I cannot notice any correspondence of precentages.

Thanks for the help!

ADD REPLY • link 6.5 years ago by rodri ▴ 10

1

Entering edit mode

Did you check the alignement in IGV ?

ADD REPLY • link 6.5 years ago by Nicolas Rosewick 11k

0

Entering edit mode

Yes, we checked in IGV and it just confirms the output of bamCoverage, >10x scale in forward respect to reverse strand

ADD REPLY • link 6.5 years ago by rodri ▴ 10

score 0 · Answer 1 · 2017-10-24

0

Entering edit mode

6.5 years ago

Kristoffer Vitting-Seerup ★ 4.0k

So it is the bamCoverage tool - which can be seen by the filtering it perfroms (filtering to 4% and 95% of reads). Are you using an old version of bamCoverage? According to this its only >= 2.2 where the --filterRNAstrand works for paired data

ADD COMMENT • link 6.5 years ago by Kristoffer Vitting-Seerup ★ 4.0k

0

Entering edit mode

Unfortunately that is not the problem:

$ bamCoverage --version
bamCoverage 2.5.3

I've tried with another S pombe RNA-seq dataset from our lab and it also makes this assymmetry in coverage. I'm trying now with another pombe experiment (GSE97747), where the authors tell they do the coverage with bedtools genomecov, so I can see if there's a difference.

Thanks!

ADD REPLY • link 6.5 years ago by rodri ▴ 10

0

Entering edit mode

If you load the raw bam-files (not the bigwig coverage tracks) into IGV do you then see the strand bias?

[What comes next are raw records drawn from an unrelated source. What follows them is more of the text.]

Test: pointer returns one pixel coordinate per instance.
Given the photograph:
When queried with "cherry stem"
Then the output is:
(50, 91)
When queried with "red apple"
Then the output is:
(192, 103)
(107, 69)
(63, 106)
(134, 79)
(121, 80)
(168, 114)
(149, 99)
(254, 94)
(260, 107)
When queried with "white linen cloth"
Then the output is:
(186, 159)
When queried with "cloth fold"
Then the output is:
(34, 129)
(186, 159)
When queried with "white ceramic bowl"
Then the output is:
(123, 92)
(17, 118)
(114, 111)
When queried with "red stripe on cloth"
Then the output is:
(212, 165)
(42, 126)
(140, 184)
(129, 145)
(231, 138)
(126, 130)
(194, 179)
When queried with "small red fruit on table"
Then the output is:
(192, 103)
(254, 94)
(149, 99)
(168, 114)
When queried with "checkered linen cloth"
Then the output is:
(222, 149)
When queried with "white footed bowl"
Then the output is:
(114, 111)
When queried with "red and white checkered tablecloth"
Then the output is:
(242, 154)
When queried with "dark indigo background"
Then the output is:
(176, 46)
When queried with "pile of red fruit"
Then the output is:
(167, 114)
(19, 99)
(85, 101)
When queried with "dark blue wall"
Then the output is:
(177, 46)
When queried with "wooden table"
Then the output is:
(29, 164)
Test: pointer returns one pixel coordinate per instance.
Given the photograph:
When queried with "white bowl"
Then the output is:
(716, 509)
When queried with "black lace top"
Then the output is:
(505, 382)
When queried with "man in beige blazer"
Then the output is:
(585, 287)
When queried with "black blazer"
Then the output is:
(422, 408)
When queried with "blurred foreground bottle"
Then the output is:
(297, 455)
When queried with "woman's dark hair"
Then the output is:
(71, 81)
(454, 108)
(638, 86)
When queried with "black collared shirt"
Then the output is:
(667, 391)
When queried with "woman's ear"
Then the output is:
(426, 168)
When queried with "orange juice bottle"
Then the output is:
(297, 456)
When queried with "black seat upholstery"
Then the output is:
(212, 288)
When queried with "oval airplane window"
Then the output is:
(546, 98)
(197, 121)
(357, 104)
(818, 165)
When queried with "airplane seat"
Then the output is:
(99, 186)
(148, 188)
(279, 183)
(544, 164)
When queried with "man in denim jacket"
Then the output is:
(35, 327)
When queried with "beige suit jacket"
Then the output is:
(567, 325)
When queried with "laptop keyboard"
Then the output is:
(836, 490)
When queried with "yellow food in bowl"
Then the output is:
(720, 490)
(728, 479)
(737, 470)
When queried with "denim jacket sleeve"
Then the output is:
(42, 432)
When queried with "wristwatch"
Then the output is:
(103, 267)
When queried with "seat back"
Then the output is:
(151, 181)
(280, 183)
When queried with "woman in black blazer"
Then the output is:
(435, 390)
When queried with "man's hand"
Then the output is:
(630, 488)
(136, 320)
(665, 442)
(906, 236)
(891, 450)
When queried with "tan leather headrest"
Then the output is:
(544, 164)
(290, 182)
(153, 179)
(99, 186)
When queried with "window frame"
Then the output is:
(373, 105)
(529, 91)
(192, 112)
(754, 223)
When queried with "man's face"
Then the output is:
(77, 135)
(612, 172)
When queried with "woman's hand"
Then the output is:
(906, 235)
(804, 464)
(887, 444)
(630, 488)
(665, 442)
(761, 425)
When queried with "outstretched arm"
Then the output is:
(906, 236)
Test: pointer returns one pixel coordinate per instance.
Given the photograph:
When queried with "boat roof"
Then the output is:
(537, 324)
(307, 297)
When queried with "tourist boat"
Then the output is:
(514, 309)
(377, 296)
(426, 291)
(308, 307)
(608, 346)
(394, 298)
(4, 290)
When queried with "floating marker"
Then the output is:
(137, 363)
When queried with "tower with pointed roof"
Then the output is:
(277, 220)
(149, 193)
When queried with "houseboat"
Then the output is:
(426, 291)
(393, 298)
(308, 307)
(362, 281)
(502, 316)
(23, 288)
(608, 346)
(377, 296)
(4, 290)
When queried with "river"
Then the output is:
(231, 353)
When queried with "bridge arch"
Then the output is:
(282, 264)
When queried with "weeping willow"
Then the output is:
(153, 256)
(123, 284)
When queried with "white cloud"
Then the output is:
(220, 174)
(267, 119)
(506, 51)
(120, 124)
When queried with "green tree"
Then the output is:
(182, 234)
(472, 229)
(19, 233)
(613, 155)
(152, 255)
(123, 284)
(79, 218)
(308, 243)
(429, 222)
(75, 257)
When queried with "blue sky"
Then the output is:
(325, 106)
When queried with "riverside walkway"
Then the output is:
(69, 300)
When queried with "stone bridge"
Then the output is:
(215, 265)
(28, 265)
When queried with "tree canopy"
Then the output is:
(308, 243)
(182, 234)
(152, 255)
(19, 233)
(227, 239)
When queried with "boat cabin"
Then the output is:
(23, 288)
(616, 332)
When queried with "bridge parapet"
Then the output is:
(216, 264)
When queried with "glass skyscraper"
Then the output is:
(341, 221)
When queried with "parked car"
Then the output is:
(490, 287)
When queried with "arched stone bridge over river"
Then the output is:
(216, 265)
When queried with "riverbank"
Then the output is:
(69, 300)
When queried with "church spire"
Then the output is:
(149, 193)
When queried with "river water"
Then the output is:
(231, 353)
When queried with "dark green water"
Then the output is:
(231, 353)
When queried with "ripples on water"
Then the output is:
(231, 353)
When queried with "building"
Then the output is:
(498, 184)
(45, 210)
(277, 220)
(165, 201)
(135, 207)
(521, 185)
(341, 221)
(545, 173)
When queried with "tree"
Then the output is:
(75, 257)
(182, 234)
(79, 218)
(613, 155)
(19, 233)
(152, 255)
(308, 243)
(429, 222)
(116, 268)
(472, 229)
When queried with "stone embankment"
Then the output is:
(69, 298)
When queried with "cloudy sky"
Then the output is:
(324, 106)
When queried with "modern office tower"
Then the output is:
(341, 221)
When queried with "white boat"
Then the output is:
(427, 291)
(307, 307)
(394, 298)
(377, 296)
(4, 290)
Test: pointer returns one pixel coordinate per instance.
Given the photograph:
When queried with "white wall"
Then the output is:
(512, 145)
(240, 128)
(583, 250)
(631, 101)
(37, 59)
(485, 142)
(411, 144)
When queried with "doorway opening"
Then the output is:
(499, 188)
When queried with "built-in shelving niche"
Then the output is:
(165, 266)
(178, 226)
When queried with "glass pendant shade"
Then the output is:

ADD REPLY • link 6.5 years ago by Kristoffer Vitting-Seerup ★ 4.0k

score 0 · Answer 2 · 2018-03-08

I think I'm having the same problem. I'm using bamCoverage (version 3.0.0) on my paired-end stranded RNA-seq using the --filterRNAstrand option and for each file due to filtering ~90% are being used for the forward strand and ~5% for the reverse, which I don't think is correct. Were you able to figure this out? I'm currently troubleshooting.